1. Global study of more than 100,000 young people latest to link early smartphone ownership with poorer mental health in young adults

   They used the Mind Health Quotient (MHQ)—a self-assessment tool that measures social, emotional, cognitive, and physical wellbeing—to generate an overall ‘mind health’ score. The specific symptoms most strongly linked with earlier smartphone ownership include suicidal thoughts, aggression, detachment from reality, and hallucinations. Young adults who received their first smartphone before age 13 had lower MHQ scores, with scores progressively declining the younger the age of first ownership. For example, those who owned a smartphone at age 13 scored an average of 30, dropping to just 1 for those who had one at age five.

2. Hacker still holds $14 billion in stolen Bitcoin from massive 2020 LuBian attack: Arkham

   It is not only the biggest crypto heist in history but also one of the longest-concealed cases.

3. Microsoft CEO sends a surprising message on quantum computing

   On Microsoft’s latest earnings call, Nadella hailed quantum as “the next big accelerator in the cloud.” Quantum is heating up just like the AI arms race. Microsoft is building Magne, a robust neutral-atom quantum system with Atom Computing. Construction begins in fall 2025, with early workloads targeted for 2027.

4. Ukraine rescues soldier via drone delivery of complete e-bike

   It was a really big drone, and it took three tries.

5. AI-powered Cursor IDE vulnerable to prompt-injection attacks

   A vulnerability that researchers call CurXecute is present in almost all versions of the AI-powered code editor Cursor, and can be exploited to execute remote code with developer privileges.
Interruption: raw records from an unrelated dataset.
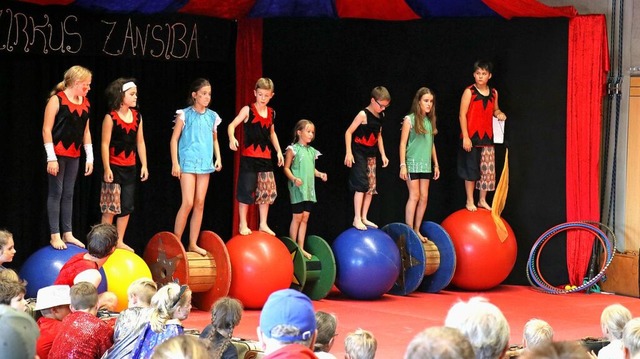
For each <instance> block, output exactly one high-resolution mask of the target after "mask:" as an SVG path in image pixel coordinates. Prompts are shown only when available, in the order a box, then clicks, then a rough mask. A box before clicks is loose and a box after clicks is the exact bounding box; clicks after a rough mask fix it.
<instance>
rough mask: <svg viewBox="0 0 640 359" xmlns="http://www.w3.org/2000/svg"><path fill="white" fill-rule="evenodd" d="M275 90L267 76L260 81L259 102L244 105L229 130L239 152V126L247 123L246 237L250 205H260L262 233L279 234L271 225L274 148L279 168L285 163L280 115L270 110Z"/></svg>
mask: <svg viewBox="0 0 640 359" xmlns="http://www.w3.org/2000/svg"><path fill="white" fill-rule="evenodd" d="M273 90H274V85H273V81H271V79H269V78H266V77H263V78H260V79H258V82H256V87H255V89H254V91H253V93H254V95H255V96H256V102H255V103H253V104H251V105H248V106H244V107H243V108H242V109H241V110H240V112H239V113H238V115H237V116H236V118H234V119H233V121H232V122H231V123H230V124H229V127H228V128H227V133H228V135H229V148H231V149H232V150H233V151H237V150H238V146H239V143H238V140H237V139H236V137H235V130H236V127H237V126H238V125H240V124H241V123H242V124H244V128H243V129H244V144H243V148H242V149H241V150H240V156H241V157H240V171H239V174H238V186H237V191H238V193H237V199H238V202H239V204H238V216H239V225H238V227H239V232H240V234H242V235H248V234H251V229H249V225H248V224H247V213H248V211H249V205H252V204H254V203H255V204H257V205H258V212H259V214H260V227H259V229H260V231H262V232H265V233H268V234H270V235H272V236H273V235H275V233H274V232H273V231H272V230H271V228H269V226H268V225H267V217H268V215H269V206H270V205H271V204H272V203H273V202H274V201H275V199H276V196H277V191H276V182H275V179H274V177H273V165H272V163H271V147H270V145H272V146H273V148H274V149H275V151H276V154H277V157H278V166H282V165H283V164H284V157H282V151H281V150H280V143H279V142H278V136H277V135H276V130H275V125H274V120H275V117H276V113H275V111H274V110H273V109H272V108H271V107H267V104H268V103H269V100H271V98H272V97H273Z"/></svg>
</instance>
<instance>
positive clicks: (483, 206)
mask: <svg viewBox="0 0 640 359" xmlns="http://www.w3.org/2000/svg"><path fill="white" fill-rule="evenodd" d="M478 207H480V208H484V209H488V210H491V206H490V205H489V203H487V201H479V202H478Z"/></svg>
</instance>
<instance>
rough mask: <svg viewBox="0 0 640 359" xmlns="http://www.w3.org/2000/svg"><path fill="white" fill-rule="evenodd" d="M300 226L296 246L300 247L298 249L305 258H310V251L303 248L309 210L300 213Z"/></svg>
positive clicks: (306, 230)
mask: <svg viewBox="0 0 640 359" xmlns="http://www.w3.org/2000/svg"><path fill="white" fill-rule="evenodd" d="M301 217H302V218H301V221H300V226H299V228H298V241H297V242H298V247H300V251H301V252H302V255H303V256H305V258H307V259H311V253H309V252H307V251H305V250H304V240H305V238H306V235H307V222H309V212H306V211H305V212H302V215H301Z"/></svg>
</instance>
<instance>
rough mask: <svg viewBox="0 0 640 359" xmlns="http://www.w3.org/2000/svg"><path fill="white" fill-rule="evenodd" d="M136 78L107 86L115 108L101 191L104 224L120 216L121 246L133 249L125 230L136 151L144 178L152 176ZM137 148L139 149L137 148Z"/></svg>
mask: <svg viewBox="0 0 640 359" xmlns="http://www.w3.org/2000/svg"><path fill="white" fill-rule="evenodd" d="M133 81H134V80H133V79H123V78H119V79H117V80H115V81H113V82H112V83H111V84H109V86H108V87H107V90H106V91H105V92H106V95H107V101H108V105H109V108H110V109H111V111H110V112H109V113H108V114H106V115H105V116H104V120H103V121H102V144H101V148H102V164H103V166H104V178H103V180H104V182H103V183H102V190H101V193H100V209H101V210H102V223H112V222H113V217H114V216H116V217H117V219H116V228H117V229H118V244H117V248H122V249H126V250H129V251H132V252H133V249H132V248H131V247H129V246H128V245H126V244H124V233H125V231H126V230H127V224H128V223H129V215H130V214H131V212H133V203H134V195H135V188H136V152H137V153H138V155H139V156H140V163H141V165H142V167H141V168H140V179H141V180H142V181H146V180H147V178H149V170H148V169H147V148H146V146H145V144H144V135H143V132H142V116H141V115H140V113H139V112H138V111H137V110H135V109H134V107H136V105H137V103H138V88H137V87H136V84H135V83H134V82H133ZM136 150H137V151H136Z"/></svg>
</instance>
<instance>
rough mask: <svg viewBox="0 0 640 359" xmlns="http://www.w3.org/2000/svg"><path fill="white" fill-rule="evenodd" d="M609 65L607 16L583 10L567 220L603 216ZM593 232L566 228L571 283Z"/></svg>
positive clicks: (573, 29) (571, 24)
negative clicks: (584, 10)
mask: <svg viewBox="0 0 640 359" xmlns="http://www.w3.org/2000/svg"><path fill="white" fill-rule="evenodd" d="M608 71H609V49H608V45H607V32H606V19H605V17H604V15H584V16H577V17H574V18H572V19H571V20H570V21H569V71H568V74H567V76H568V79H569V83H568V86H567V221H570V222H571V221H584V220H587V221H599V220H600V208H599V206H600V200H599V198H600V193H599V188H600V183H599V179H600V175H599V174H600V172H599V170H600V137H601V122H602V101H603V97H604V94H605V83H606V74H607V72H608ZM593 241H594V237H593V235H590V234H588V233H586V232H585V231H569V232H568V233H567V268H568V271H569V282H570V283H571V284H572V285H581V284H582V283H583V280H584V277H585V274H586V273H587V269H588V268H587V267H588V265H589V258H590V253H591V249H592V246H593Z"/></svg>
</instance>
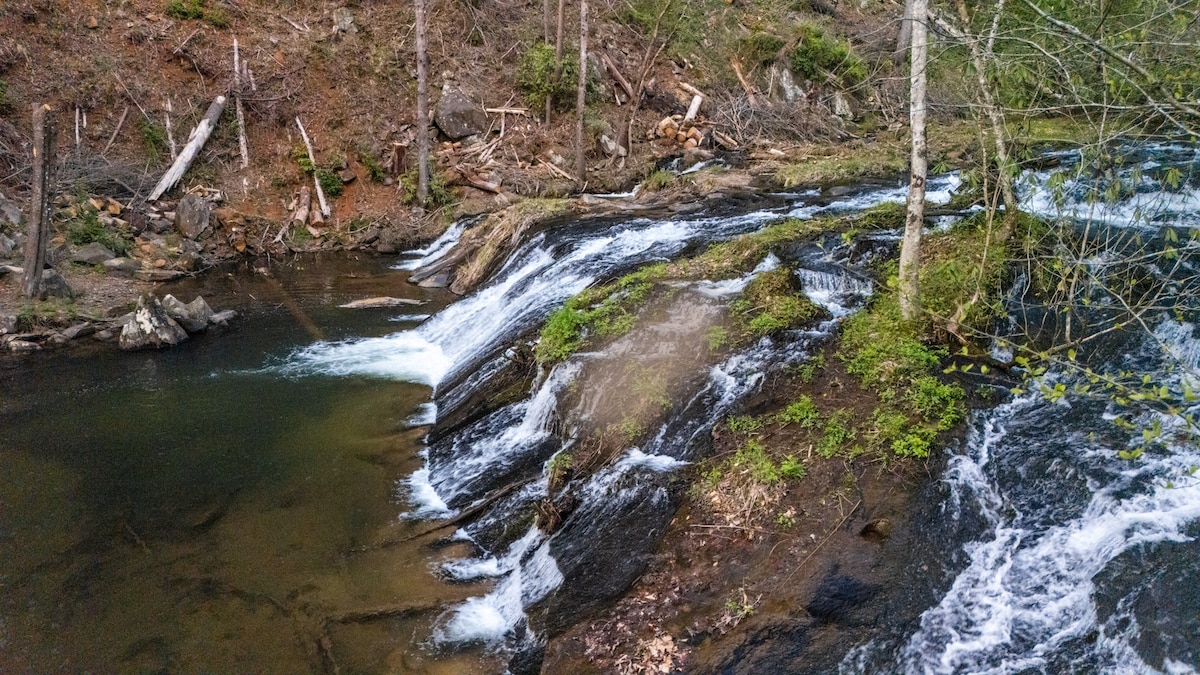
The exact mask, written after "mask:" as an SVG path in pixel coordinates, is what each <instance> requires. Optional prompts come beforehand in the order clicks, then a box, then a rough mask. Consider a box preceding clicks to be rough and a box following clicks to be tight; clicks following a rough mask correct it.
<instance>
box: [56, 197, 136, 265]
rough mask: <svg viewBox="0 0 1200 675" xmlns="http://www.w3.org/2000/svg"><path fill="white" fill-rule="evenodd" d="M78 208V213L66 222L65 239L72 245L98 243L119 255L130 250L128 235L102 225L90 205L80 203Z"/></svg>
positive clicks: (107, 248)
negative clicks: (66, 231) (66, 229)
mask: <svg viewBox="0 0 1200 675" xmlns="http://www.w3.org/2000/svg"><path fill="white" fill-rule="evenodd" d="M78 209H79V215H78V216H76V217H73V219H71V221H68V222H67V241H70V243H71V244H72V245H74V246H84V245H86V244H92V243H95V244H100V245H101V246H104V247H106V249H108V250H109V251H113V252H114V253H116V255H119V256H120V255H124V253H126V252H127V251H128V250H130V240H128V235H127V234H126V233H124V232H113V231H109V229H108V228H107V227H104V223H102V222H100V214H98V211H96V209H94V208H91V207H90V205H80V207H78Z"/></svg>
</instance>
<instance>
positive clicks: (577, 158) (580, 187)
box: [575, 0, 588, 189]
mask: <svg viewBox="0 0 1200 675" xmlns="http://www.w3.org/2000/svg"><path fill="white" fill-rule="evenodd" d="M587 96H588V0H580V90H578V94H577V95H576V97H575V108H576V110H575V172H576V178H577V180H578V181H580V189H582V187H583V184H584V183H587V173H588V165H587V161H586V157H584V156H583V108H584V106H586V104H587Z"/></svg>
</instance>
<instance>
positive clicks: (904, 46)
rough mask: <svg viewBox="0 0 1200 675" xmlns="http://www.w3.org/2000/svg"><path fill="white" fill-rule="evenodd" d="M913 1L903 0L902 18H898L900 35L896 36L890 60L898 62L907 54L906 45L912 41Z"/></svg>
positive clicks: (906, 47)
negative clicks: (912, 4)
mask: <svg viewBox="0 0 1200 675" xmlns="http://www.w3.org/2000/svg"><path fill="white" fill-rule="evenodd" d="M913 1H914V0H905V4H904V18H902V19H900V35H898V36H896V49H895V52H894V53H893V56H892V60H894V61H895V62H898V64H899V62H901V61H902V60H904V58H905V56H906V55H907V54H908V47H910V46H911V43H912V17H913V11H912V4H913Z"/></svg>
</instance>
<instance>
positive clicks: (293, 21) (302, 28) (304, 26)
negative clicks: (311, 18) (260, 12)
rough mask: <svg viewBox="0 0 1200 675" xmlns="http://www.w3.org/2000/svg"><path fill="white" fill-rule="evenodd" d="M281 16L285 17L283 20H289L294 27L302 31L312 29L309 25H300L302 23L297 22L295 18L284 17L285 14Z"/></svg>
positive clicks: (280, 14) (295, 28) (288, 22)
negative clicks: (309, 28)
mask: <svg viewBox="0 0 1200 675" xmlns="http://www.w3.org/2000/svg"><path fill="white" fill-rule="evenodd" d="M280 18H281V19H283V20H286V22H288V23H289V24H292V28H294V29H296V30H299V31H300V32H308V30H310V29H308V26H307V25H300V24H298V23H295V22H294V20H292V19H289V18H287V17H284V16H283V14H280Z"/></svg>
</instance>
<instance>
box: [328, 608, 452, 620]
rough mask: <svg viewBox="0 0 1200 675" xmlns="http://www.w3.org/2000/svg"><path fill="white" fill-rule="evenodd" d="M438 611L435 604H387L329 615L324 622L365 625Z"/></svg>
mask: <svg viewBox="0 0 1200 675" xmlns="http://www.w3.org/2000/svg"><path fill="white" fill-rule="evenodd" d="M436 609H439V605H437V604H389V605H383V607H374V608H371V609H358V610H349V611H340V613H337V614H330V615H329V616H328V617H326V621H329V622H331V623H367V622H370V621H378V620H380V619H395V617H397V616H408V615H410V614H420V613H422V611H432V610H436Z"/></svg>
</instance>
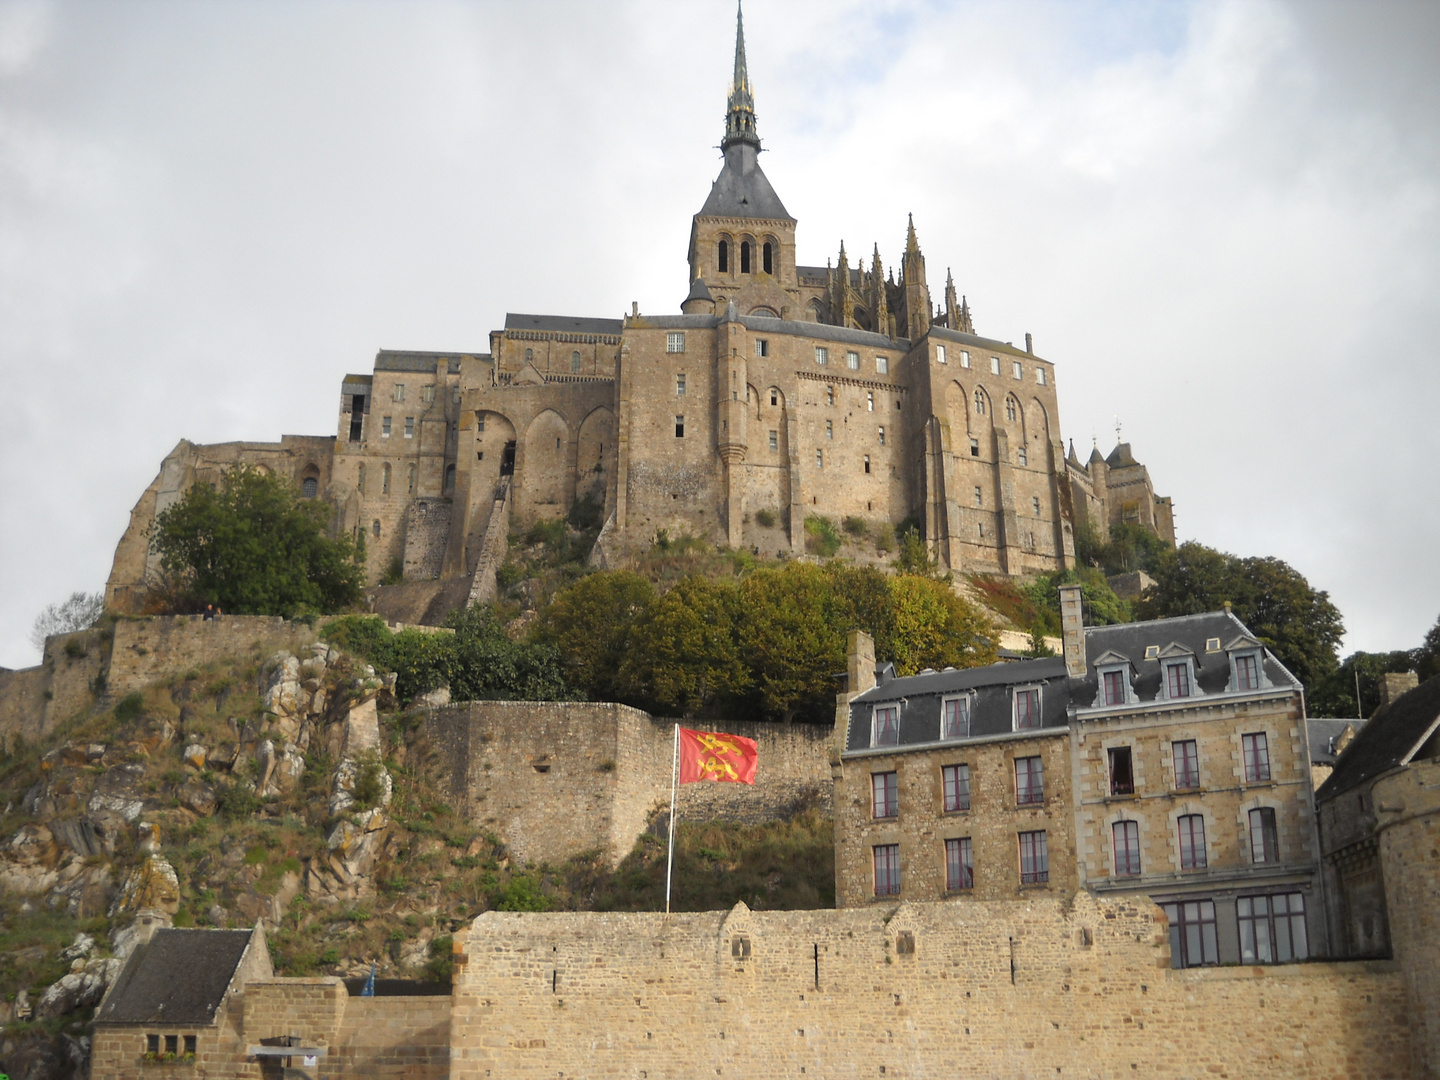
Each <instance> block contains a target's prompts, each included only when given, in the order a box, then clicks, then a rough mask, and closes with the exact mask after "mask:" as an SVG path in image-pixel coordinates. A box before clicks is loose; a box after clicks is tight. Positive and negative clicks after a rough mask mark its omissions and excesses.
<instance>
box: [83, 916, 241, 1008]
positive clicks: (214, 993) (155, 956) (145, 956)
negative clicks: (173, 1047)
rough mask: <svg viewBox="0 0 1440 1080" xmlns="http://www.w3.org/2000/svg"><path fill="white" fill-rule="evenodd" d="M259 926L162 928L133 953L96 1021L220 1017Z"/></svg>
mask: <svg viewBox="0 0 1440 1080" xmlns="http://www.w3.org/2000/svg"><path fill="white" fill-rule="evenodd" d="M252 933H253V930H171V929H161V930H156V936H154V937H151V939H150V942H148V943H147V945H141V946H140V948H138V949H135V952H134V953H131V956H130V960H128V962H127V963H125V968H124V971H121V973H120V978H118V979H117V981H115V986H114V988H112V989H111V992H109V994H108V995H107V998H105V1004H104V1005H101V1009H99V1012H96V1014H95V1022H96V1024H194V1025H209V1024H213V1022H215V1012H216V1009H219V1007H220V1001H223V998H225V992H226V991H228V989H229V986H230V979H233V978H235V971H236V968H239V966H240V958H242V956H243V955H245V948H246V946H248V945H249V943H251V935H252Z"/></svg>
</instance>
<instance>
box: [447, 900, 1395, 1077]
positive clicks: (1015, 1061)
mask: <svg viewBox="0 0 1440 1080" xmlns="http://www.w3.org/2000/svg"><path fill="white" fill-rule="evenodd" d="M461 948H462V949H464V953H459V955H458V956H456V965H458V966H456V982H455V996H454V1012H452V1043H451V1076H452V1077H454V1079H455V1080H461V1079H467V1080H468V1079H469V1077H494V1076H504V1077H554V1076H562V1074H563V1076H590V1077H595V1076H626V1077H651V1079H658V1077H664V1079H665V1080H678V1079H681V1077H694V1079H696V1080H698V1079H700V1077H716V1076H756V1074H765V1076H772V1077H792V1076H793V1077H799V1076H805V1077H874V1076H887V1077H894V1076H900V1077H919V1076H946V1077H960V1076H973V1077H988V1079H989V1077H1040V1076H1063V1077H1106V1079H1109V1077H1117V1076H1152V1077H1208V1076H1284V1077H1316V1079H1319V1077H1341V1076H1346V1077H1351V1076H1364V1077H1394V1079H1397V1080H1398V1079H1401V1077H1413V1076H1418V1073H1416V1071H1414V1070H1413V1066H1411V1061H1410V1018H1408V1011H1407V998H1405V985H1404V979H1403V976H1401V973H1400V971H1398V969H1397V968H1395V965H1392V963H1387V962H1349V963H1312V965H1292V966H1280V968H1221V969H1191V971H1171V969H1169V950H1168V945H1166V926H1165V920H1164V916H1162V914H1161V912H1159V910H1158V909H1155V907H1153V906H1152V904H1148V903H1145V904H1125V903H1113V901H1112V903H1099V901H1096V900H1093V899H1092V897H1089V896H1087V894H1080V896H1077V897H1074V899H1073V900H1070V901H1064V900H1050V899H1047V900H1035V901H946V903H917V904H903V906H900V907H888V909H877V907H870V909H857V910H841V912H766V913H759V912H750V910H747V909H746V907H744V906H743V904H740V906H737V907H736V909H734V910H732V912H729V913H726V912H708V913H698V914H674V916H664V914H658V913H655V914H510V913H498V912H490V913H485V914H482V916H480V917H478V919H477V920H475V922H474V923H472V926H471V929H469V932H468V935H467V936H465V937H462V939H461V937H458V939H456V949H458V950H459V949H461Z"/></svg>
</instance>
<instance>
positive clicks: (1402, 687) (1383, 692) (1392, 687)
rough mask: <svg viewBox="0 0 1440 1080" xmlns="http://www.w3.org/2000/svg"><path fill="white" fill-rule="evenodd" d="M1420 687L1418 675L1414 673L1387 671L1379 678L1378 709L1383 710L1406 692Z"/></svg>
mask: <svg viewBox="0 0 1440 1080" xmlns="http://www.w3.org/2000/svg"><path fill="white" fill-rule="evenodd" d="M1418 685H1420V675H1417V674H1416V672H1414V671H1387V672H1385V674H1384V675H1381V678H1380V707H1381V708H1384V707H1385V706H1388V704H1390V703H1391V701H1394V700H1395V698H1397V697H1400V696H1401V694H1404V693H1405V691H1407V690H1414V688H1416V687H1418Z"/></svg>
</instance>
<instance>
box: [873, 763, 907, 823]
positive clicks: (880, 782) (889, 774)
mask: <svg viewBox="0 0 1440 1080" xmlns="http://www.w3.org/2000/svg"><path fill="white" fill-rule="evenodd" d="M870 795H871V798H870V806H871V815H870V816H873V818H899V816H900V786H899V778H897V773H894V772H874V773H870Z"/></svg>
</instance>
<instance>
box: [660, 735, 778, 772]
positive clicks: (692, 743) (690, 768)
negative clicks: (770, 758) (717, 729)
mask: <svg viewBox="0 0 1440 1080" xmlns="http://www.w3.org/2000/svg"><path fill="white" fill-rule="evenodd" d="M759 760H760V753H759V749H757V747H756V744H755V740H753V739H746V737H744V736H742V734H721V733H720V732H691V730H688V729H685V727H681V729H680V782H681V783H694V782H696V780H726V782H730V783H755V766H756V763H757V762H759Z"/></svg>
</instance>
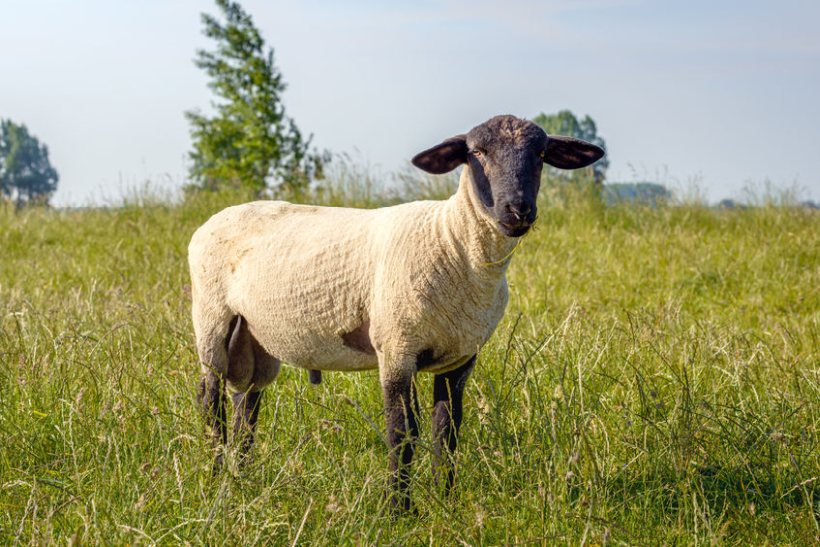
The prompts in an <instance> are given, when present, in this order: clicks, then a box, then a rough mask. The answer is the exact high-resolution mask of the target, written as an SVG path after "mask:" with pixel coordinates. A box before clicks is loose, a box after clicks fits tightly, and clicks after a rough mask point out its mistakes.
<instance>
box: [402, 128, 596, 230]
mask: <svg viewBox="0 0 820 547" xmlns="http://www.w3.org/2000/svg"><path fill="white" fill-rule="evenodd" d="M603 155H604V151H603V150H602V149H600V148H599V147H597V146H595V145H593V144H590V143H588V142H585V141H581V140H578V139H572V138H569V137H560V136H555V137H553V136H549V137H548V136H547V134H546V133H545V132H544V131H543V130H542V129H541V128H540V127H538V126H537V125H535V124H534V123H532V122H530V121H528V120H522V119H519V118H516V117H514V116H496V117H494V118H491V119H490V120H488V121H486V122H484V123H483V124H481V125H479V126H476V127H474V128H473V129H471V130H470V132H469V133H467V134H466V135H459V136H457V137H453V138H452V139H448V140H446V141H444V142H443V143H441V144H439V145H438V146H435V147H433V148H431V149H429V150H425V151H424V152H422V153H421V154H418V155H417V156H416V157H414V158H413V164H414V165H415V166H417V167H419V168H421V169H424V170H425V171H427V172H429V173H435V174H441V173H446V172H448V171H451V170H453V169H455V168H456V167H457V166H458V165H460V164H462V163H466V164H467V166H468V168H469V169H470V170H471V172H472V175H473V177H472V178H473V181H474V184H475V189H476V193H477V194H478V197H479V199H480V200H481V203H482V204H483V206H484V207H485V209H486V210H487V212H488V213H489V214H490V215H491V216H492V217H493V219H495V221H496V222H497V223H498V228H499V230H500V231H501V232H502V233H503V234H505V235H507V236H509V237H520V236H522V235H524V234H526V233H527V232H528V231H529V229H530V226H532V224H533V222H535V219H536V216H537V213H538V211H537V208H536V197H537V196H538V189H539V187H540V185H541V169H542V168H543V166H544V163H548V164H550V165H553V166H555V167H559V168H562V169H576V168H578V167H584V166H586V165H590V164H592V163H594V162H595V161H597V160H598V159H600V158H601V157H602V156H603Z"/></svg>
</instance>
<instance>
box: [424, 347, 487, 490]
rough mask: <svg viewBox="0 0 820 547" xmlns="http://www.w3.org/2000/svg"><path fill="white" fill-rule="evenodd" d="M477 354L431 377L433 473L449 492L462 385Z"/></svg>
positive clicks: (455, 448) (469, 369)
mask: <svg viewBox="0 0 820 547" xmlns="http://www.w3.org/2000/svg"><path fill="white" fill-rule="evenodd" d="M475 359H476V356H475V355H473V357H472V358H471V359H470V360H469V361H467V362H466V363H465V364H463V365H461V366H460V367H459V368H457V369H455V370H451V371H450V372H447V373H444V374H438V375H436V377H435V379H434V380H433V419H432V422H433V424H432V429H433V477H434V479H435V481H436V484H439V485H441V484H442V483H443V486H444V491H445V492H446V493H449V492H450V488H451V487H452V486H453V479H454V475H455V451H456V445H457V444H458V429H459V427H461V416H462V412H461V407H462V400H463V396H464V386H465V385H466V384H467V378H468V377H469V376H470V372H471V371H472V370H473V367H474V366H475Z"/></svg>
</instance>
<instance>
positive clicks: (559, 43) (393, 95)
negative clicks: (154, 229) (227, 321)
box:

Cursor IDE has support for the MCP open-standard framework, which extends an agent’s capabilities and context by allowing it to connect to external data sources and tools. This can compromise the agent as it is exposed to external, untrusted data that can affect its control flow.

6. ChatGPT users shocked to learn their chats were in Google search results

   OpenAI scrambles to remove personal ChatGPT conversations from Google results. "When users clicked 'Share,' they were presented with an option to tick a box labeled 'Make this chat discoverable.' Beneath that, in smaller, lighter text, was a caveat explaining that the chat could then appear in search engine results." This confusing interface caused many users to share private chats.

7. SRAM Has No Chill: Exploiting Power Domain Separation to Steal On-Chip Secrets

   This seems useless in practice. Basically, you apply external power so the chip never really shuts off. If you can do that, you already have access to the memory anyway.

8. AI site Perplexity uses “stealth tactics” to flout no-crawl edicts, Cloudflare says

   Sites that block crawling with robots.txt or WAF rules are crawled anyway, using over 10,000 domains and millions of requests.

9. Proton fixes Authenticator bug leaking TOTP secrets in logs

   Proton fixed a bug in its new Authenticator app for iOS that logged users' sensitive TOTP secrets in plaintext, potentially exposing multi-factor authentication codes if the logs were shared. The debug logs can be found under Settings > Logs.

10. Ohio sets new cybersecurity rules for local governments, including public approval of ransomware payments

    Following a string of cyberattacks on local governments across Ohio, the state is now requiring all local governments to have cybersecurity policies and to approve ransom payments to hackers in full view of the public.